Where did my therapy session progress to next? Oh, yes, we talked about the weekend. I actually did something for the Fourth of July. I got out of my house and spent time with people I value. It wasn’t difficult being outside of my house. I enjoyed my time. I did not feel stressed. I got to do everything at a relaxed pace, in my own time. There were no expectations of me from anyone. Again we went through the steps. I open my front door.
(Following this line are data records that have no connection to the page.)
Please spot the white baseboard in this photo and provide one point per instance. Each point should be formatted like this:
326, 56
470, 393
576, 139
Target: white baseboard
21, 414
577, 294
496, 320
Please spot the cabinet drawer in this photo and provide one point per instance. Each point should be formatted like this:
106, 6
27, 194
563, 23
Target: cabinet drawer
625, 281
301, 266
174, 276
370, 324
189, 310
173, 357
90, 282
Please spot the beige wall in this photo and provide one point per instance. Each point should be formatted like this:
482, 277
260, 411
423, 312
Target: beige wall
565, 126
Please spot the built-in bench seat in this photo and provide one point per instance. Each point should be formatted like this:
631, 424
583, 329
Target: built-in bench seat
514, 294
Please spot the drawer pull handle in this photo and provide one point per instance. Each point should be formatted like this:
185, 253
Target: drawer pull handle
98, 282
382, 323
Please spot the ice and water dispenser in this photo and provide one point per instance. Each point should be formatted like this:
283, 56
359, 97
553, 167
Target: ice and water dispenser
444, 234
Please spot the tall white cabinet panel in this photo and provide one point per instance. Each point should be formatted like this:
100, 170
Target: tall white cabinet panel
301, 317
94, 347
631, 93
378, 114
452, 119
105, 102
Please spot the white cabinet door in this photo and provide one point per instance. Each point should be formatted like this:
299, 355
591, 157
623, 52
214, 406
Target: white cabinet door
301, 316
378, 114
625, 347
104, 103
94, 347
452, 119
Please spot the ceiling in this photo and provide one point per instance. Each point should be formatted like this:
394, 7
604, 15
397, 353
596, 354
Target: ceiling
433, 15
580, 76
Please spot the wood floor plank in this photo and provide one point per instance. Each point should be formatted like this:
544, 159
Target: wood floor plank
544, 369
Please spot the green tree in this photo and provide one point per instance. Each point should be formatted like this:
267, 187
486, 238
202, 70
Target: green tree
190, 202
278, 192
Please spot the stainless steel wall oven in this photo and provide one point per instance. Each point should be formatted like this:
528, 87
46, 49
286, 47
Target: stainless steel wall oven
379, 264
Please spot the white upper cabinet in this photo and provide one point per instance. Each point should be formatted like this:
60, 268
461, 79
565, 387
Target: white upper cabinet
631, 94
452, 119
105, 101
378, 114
I close it. I turn the key and lock it. I walk to my car. I open my door, climb in, put my foot on the brake. I start the car. When you break the action down into small steps, not one of those steps is actually difficult. Why, then, is it difficult for me to get myself out of bed on the weekends? It’s not difficult, he says. “Is it because I don’t think I deserve to be out enjoying my weekend, or that I think I am not worthy?” I ask. “No, I don’t think it’s that,” my therapist replies. “I think it is because you don’t give yourself permission,” he continues. “You haven’t had enough practice yet.”
So I need to continue practising being kind and gentle to myself. And slowly allowing myself to do things on the weekend, getting out of my apartment, going for that walk by myself. I have thus far relied on external motivators, invitations out from other people, and the motivation has not come from within. This needs to change. It won’t change overnight.
“In your marriage you weren’t permitted to do the things you wanted to do.” You weren’t allowed to be yourself. My trigger point. My lower lip starts to quiver and I look away to the side. My brow furrows. I start taking shorter breaths. Before I know it my face is turning a shade of red, and the first tear trickles down my cheek. Followed by another. And then it’s difficult to hold a straight face any longer and my lips turn downward. I start to sob and little noises escape from my vocal chords. I am crying. My therapist speaks soothing words to me. He allows silence to let me cry. He always asks when this happens, “do you know what is happening?” It takes me a while to process that he asked me a question, and then more time to be able to find words to attach to this process. “You talked about my past,” I whisper. “Yes, and I triggered you when I spoke about it.” He states gently. “You feel sad?” “Yes.” I sob. “It was sad, what happened to you,” he emphasizes, “but it is no longer happening to you. These are just the memories.” He rephrases that same last remark. These are just the memories and it is no longer happening. I feel more reassured, and I allow myself to cry some more while he waits for me to do what I need to do. I wipe my tears with the back of my hands. My cheeks are wet and my lips taste salty. I take a tissue from the Kleenex box and hold it in my hand. I stare at it for a while. Then I wipe my lips, and then my cheek, and one eye, and then the other. I crumple up the used tissue and hold my fist closed over the ball of tissue. I am ready to move on.
I am no longer experiencing trauma. It has been a long time since I experienced those things, the oppression, the suppression of who I really was. At times the memories come back, usually prompted by a trigger. “I have a red scratch on my arm. I ran a knife on my skin. I wanted to see how sharp it was, the knives my roommate got. It didn’t hurt.” I tell him. He doesn’t say comment on this revelation because he knows it’s not necessary for him to say anything. I know I must not do it again, he knows I keep my promises to not harm myself, and I know it wasn’t a healthy thing to do. It was a curiosity, and I experienced it, and it’s over. It’s important to remember that the memories are memories, and that nothing bad is happening to me right now, in this moment or the last. I am safe and okay and I am allowed to be happy. I will practise giving myself permission.